Esa negociación, explícita o tácita, construye clima cultural. Y tiene consecuencias. Resulta especialmente preocupante el crecimiento de posiciones negacionistas entre adolescentes y jóvenes. No es fruto de una saturación del debate, sino de la legitimación institucional de discursos que cuestionan la evidencia. Si desde las instituciones se transmite que la violencia de género es discutible o exagerada, no sorprende que parte de una generación lo asuma como propio.

La pedagogía democrática no se limita a la escuela; se ejerce también desde los parlamentos. No basta con leyes si el relato público es ambiguo. Hacen falta referentes coherentes, compromiso sostenido y una clara delimitación frente a discursos que erosionan la igualdad en cualquier aspecto, escenario o discurso. Porque el pluralismo no obliga a considerar igualmente válidas todas las posiciones cuando están en juego derechos fundamentales.

Los medios de comunicación tampoco son actores neutros. Informar es imprescindible; convertir cada caso en espectáculo permanente, no. El sensacionalismo no previene y puede contribuir a la normalización del horror. El foco debería situarse en las causas estructurales, en la prevención, en los recursos disponibles y en la denuncia de las desigualdades que sostienen esta violencia y no en el morbo que se genera a su alrededor.

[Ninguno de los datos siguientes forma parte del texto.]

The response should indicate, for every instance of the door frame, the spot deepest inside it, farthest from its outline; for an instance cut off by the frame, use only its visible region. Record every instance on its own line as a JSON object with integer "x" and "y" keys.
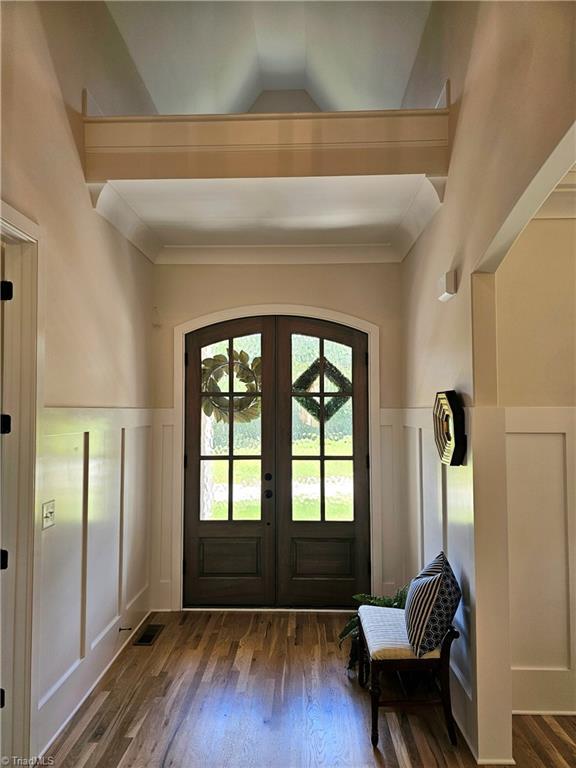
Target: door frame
{"x": 28, "y": 354}
{"x": 297, "y": 310}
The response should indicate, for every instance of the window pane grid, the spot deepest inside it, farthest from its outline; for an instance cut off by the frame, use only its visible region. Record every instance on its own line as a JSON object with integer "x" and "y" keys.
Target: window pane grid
{"x": 322, "y": 480}
{"x": 230, "y": 444}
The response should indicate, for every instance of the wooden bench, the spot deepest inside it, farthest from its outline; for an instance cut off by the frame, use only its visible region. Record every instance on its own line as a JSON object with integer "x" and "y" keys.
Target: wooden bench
{"x": 384, "y": 647}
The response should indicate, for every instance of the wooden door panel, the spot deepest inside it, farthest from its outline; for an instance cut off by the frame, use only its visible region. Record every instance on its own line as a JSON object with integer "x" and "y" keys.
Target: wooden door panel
{"x": 321, "y": 562}
{"x": 305, "y": 540}
{"x": 229, "y": 561}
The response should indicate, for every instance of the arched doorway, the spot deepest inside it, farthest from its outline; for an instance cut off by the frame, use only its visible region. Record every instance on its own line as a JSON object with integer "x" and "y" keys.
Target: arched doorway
{"x": 276, "y": 473}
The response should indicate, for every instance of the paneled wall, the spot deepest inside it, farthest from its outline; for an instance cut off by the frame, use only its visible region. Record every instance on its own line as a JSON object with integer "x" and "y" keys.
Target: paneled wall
{"x": 91, "y": 566}
{"x": 541, "y": 480}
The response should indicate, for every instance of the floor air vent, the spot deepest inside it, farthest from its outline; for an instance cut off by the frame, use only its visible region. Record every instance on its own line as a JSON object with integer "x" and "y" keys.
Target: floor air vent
{"x": 149, "y": 634}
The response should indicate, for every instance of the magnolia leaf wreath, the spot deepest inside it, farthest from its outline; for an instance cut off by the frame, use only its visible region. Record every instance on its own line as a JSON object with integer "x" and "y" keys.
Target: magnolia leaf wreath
{"x": 312, "y": 404}
{"x": 217, "y": 404}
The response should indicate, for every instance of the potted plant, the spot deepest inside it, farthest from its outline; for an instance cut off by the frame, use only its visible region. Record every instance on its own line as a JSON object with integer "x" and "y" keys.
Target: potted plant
{"x": 351, "y": 629}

Defender con firmeza la igualdad y la dignidad de las mujeres no es radicalismo; es una exigencia democrática básica. Transformar esta realidad exige algo más que declaraciones. Exige coherencia política y límites claros. Significa asumir que no todo vale para alcanzar o mantener el poder. Que no se puede blanquear el negacionismo en nombre de la gobernabilidad. Que la audiencia no puede modelar los hechos. Que excluir democráticamente —mediante el debate, el voto y los pactos responsables— a quienes niegan una violencia estructural acreditada no es intolerancia, sino defensa activa de los derechos humanos.

Si permitimos que la violencia machista siga siendo moneda de cambio, estaremos aceptando que la dignidad de las mujeres entre en la lógica de la transacción, del mercantilismo político, ideológico, mediático y social.

Gobernar blanqueando retrocesos, negociando derechos supone que, estos, se desvirtúen, manipulen o pierdan. Cuando eso sucede, la violencia machista se impone a la dignidad de las mujeres.